Viéndolo extraviado en laberintos de sangre, trémulo de incertidumbre, el párroco artrítico que lo
observaba desde la hamaca le preguntó compasivamente cuál era su nombre.
-Aureliano Buendía -dijo él.
-Entonces no te mates buscando -exclamó el párroco con una convicción terminante-. Hace
muchos años hubo aquí una calle que se llamaba así, y por esos entonces la gente tenía la
costumbre de ponerles a los hijos los nombres de las calles.
Aureliano tembló de rabia.
-¡Ah! -dijo-, entonces usted tampoco cree.
-¿En qué?
-Que el coronel Aureliano Buendía hizo treinta y dos guerras civiles y las perdió todas -
contestó Aureliano-. Que el ejército acorraló y ametralló a tres mil trabajadores, y que se llevaron
los cadáveres para echarlos al mar en un tren de doscientos vagones.
El párroco lo midió con una mirada de lástima.

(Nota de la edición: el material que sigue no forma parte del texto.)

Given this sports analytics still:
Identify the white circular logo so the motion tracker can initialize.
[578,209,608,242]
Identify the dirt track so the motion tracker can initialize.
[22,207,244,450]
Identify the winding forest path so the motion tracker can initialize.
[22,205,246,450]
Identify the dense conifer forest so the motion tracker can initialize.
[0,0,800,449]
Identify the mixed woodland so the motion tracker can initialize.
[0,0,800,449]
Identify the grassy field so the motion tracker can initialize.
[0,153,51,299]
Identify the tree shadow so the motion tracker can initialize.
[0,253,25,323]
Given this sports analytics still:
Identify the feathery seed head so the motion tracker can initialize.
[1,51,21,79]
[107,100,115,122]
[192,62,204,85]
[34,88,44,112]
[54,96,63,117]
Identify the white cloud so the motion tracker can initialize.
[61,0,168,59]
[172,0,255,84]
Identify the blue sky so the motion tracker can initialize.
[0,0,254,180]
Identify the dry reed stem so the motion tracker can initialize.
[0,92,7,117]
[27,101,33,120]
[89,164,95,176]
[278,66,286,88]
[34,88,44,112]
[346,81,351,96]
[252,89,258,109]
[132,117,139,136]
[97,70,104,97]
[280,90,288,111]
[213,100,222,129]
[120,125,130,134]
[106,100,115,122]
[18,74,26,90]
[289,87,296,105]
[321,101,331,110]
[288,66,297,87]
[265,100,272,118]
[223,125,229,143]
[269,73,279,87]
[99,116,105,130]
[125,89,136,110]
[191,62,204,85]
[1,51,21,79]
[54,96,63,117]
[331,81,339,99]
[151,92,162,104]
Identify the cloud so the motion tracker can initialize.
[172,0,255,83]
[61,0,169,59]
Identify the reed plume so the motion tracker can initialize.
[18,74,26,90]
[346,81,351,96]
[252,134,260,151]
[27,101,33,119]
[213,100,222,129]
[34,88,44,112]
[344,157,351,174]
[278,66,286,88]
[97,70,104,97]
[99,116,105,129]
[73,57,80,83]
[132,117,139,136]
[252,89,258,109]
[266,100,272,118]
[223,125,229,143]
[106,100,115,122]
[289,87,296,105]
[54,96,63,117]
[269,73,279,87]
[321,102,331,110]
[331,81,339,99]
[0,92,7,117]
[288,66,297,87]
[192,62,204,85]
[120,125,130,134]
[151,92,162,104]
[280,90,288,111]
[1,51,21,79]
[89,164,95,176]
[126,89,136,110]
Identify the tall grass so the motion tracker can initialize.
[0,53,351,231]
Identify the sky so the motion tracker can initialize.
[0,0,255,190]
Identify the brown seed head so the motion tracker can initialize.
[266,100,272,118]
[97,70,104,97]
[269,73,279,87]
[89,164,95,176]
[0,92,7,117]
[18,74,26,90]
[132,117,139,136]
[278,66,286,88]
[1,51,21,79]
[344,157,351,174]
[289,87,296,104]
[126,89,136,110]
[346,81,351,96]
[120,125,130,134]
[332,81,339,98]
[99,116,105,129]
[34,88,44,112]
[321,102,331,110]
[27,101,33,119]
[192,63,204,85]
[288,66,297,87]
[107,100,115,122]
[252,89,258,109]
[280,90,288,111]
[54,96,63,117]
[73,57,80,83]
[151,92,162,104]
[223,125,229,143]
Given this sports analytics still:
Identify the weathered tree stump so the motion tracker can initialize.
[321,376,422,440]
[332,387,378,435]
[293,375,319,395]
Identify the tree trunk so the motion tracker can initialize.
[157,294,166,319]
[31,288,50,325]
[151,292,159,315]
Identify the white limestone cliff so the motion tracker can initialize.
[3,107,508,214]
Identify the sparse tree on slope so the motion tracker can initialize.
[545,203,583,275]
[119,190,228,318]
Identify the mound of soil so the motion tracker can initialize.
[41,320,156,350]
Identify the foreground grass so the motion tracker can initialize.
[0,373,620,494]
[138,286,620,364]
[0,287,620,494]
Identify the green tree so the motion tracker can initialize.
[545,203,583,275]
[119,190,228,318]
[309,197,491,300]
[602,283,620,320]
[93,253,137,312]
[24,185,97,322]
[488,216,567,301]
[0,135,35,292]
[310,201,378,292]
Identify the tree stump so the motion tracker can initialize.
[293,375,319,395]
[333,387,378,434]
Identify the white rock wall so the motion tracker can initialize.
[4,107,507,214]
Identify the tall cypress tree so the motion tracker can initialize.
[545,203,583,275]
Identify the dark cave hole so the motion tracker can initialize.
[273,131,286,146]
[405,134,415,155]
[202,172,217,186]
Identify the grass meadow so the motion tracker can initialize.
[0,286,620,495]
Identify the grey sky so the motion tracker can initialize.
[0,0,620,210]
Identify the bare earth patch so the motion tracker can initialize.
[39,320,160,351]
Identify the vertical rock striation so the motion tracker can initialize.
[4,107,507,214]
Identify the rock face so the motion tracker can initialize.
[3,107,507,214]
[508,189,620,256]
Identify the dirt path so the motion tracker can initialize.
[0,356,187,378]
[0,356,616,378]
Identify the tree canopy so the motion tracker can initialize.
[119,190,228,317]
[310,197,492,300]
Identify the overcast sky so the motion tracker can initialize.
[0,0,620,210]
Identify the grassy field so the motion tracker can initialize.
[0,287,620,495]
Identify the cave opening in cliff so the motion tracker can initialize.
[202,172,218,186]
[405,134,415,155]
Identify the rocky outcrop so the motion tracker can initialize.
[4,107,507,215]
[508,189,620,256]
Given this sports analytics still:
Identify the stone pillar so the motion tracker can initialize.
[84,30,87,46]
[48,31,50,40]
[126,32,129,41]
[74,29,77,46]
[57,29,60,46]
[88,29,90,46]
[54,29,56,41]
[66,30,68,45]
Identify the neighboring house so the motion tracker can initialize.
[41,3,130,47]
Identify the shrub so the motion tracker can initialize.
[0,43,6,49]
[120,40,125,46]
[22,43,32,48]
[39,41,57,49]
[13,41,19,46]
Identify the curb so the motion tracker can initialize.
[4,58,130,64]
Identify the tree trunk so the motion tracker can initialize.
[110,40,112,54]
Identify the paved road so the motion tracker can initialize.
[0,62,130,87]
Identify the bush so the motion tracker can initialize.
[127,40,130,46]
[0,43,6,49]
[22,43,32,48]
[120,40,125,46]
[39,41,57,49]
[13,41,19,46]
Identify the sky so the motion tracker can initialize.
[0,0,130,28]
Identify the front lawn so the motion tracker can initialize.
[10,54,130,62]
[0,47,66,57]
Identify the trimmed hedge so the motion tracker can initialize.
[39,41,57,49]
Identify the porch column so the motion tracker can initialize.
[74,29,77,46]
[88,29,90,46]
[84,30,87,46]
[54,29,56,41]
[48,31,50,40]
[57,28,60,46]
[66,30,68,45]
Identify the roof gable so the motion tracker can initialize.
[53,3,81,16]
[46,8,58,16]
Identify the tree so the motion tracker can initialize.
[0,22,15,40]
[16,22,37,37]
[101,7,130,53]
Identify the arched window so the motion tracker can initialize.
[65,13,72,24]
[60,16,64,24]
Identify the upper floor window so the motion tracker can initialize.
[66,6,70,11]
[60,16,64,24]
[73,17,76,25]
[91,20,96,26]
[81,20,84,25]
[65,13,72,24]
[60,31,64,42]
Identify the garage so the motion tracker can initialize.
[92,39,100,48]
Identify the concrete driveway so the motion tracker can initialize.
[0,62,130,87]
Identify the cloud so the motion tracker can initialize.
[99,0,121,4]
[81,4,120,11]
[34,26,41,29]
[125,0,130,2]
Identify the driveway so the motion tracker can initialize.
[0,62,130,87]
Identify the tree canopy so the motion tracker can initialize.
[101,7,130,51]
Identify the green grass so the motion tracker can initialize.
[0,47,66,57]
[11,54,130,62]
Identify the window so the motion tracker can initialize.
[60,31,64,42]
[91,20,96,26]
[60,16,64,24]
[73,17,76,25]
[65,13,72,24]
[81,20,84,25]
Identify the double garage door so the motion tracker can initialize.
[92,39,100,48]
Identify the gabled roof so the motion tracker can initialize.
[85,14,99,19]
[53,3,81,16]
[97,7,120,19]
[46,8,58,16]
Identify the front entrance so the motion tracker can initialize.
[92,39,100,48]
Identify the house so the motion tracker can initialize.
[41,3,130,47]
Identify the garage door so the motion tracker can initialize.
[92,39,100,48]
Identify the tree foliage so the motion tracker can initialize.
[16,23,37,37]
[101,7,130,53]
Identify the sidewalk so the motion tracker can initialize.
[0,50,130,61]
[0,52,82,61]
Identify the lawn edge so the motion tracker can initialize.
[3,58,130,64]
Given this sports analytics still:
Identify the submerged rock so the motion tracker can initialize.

-Ay, hijo suspiró-. A mi me bastaría con estar seguro de que tú y yo existimos en este
momento.
De modo que Aureliano y Amaranta Úrsula aceptaron la versión de la canastilla, no porque la
creyeran, sino porque los ponía a salvo de sus terrores. A medida que avanzaba el embarazo se
iban convirtiendo en un ser único, se integraban cada vez más en la soledad de una casa a la que
sólo le hacía falta un último soplo para derrumbarse. Se habían reducido a un espacio esencial,
desde el dormitorio de Fernanda, donde vislumbraron los encantos del amor sedentario, hasta el
principio del corredor, donde Amaranta Úrsula se sentaba a tejer botitas y sombreritos de recién
nacido, y Aureliano a contestar las cartas ocasionales del sabio catalán. El resto de la casa se
rindió al asedio tenaz de la destrucción. El taller de platería, el cuarto de Melquíades, los reinos
primitivos y silenciosos de Santa Sofía de la Piedad quedaron en el fondo de una selva doméstica
que nadie hubiera tenido la temeridad de desentrañar. Cercados por la voracidad de la
naturaleza, Aureliano y Amaranta Úrsula seguían cultivando el orégano y las begonias y
defendían su mundo con demarcaciones de cal, construyendo las últimas trincheras de la guerra
inmemorial entre el hombre y las hormigas. El cabello largo y descuidado, los moretones que le
amanecían en la cara, la hinchazón de las piernas, la deformación del antiguo y amoroso cuerpo
de comadreja, le habían cambiado a Amaranta Úrsula la apariencia juvenil de cuando llegó a la
casa con la jaula de canarios desafortunados y el esposo cautivo, pero no le alteraron la vivacidad
del espíritu. «Mierda -solía reír-. Quién hubiera pensado que de veras íbamos a terminar viviendo
como antropófagos!» El último hilo que los vinculaba con el mundo se rompió en el sexto mes del
embarazo, cuando recibieron una carta que evidentemente no era del sabio catalán. Había sido
franqueada en Barcelona, pero la cubierta estaba escrita con tinta azul convencional por una ca-
ligrafía administrativa, y tenía el aspecto inocente e impersonal de los recados enemigos.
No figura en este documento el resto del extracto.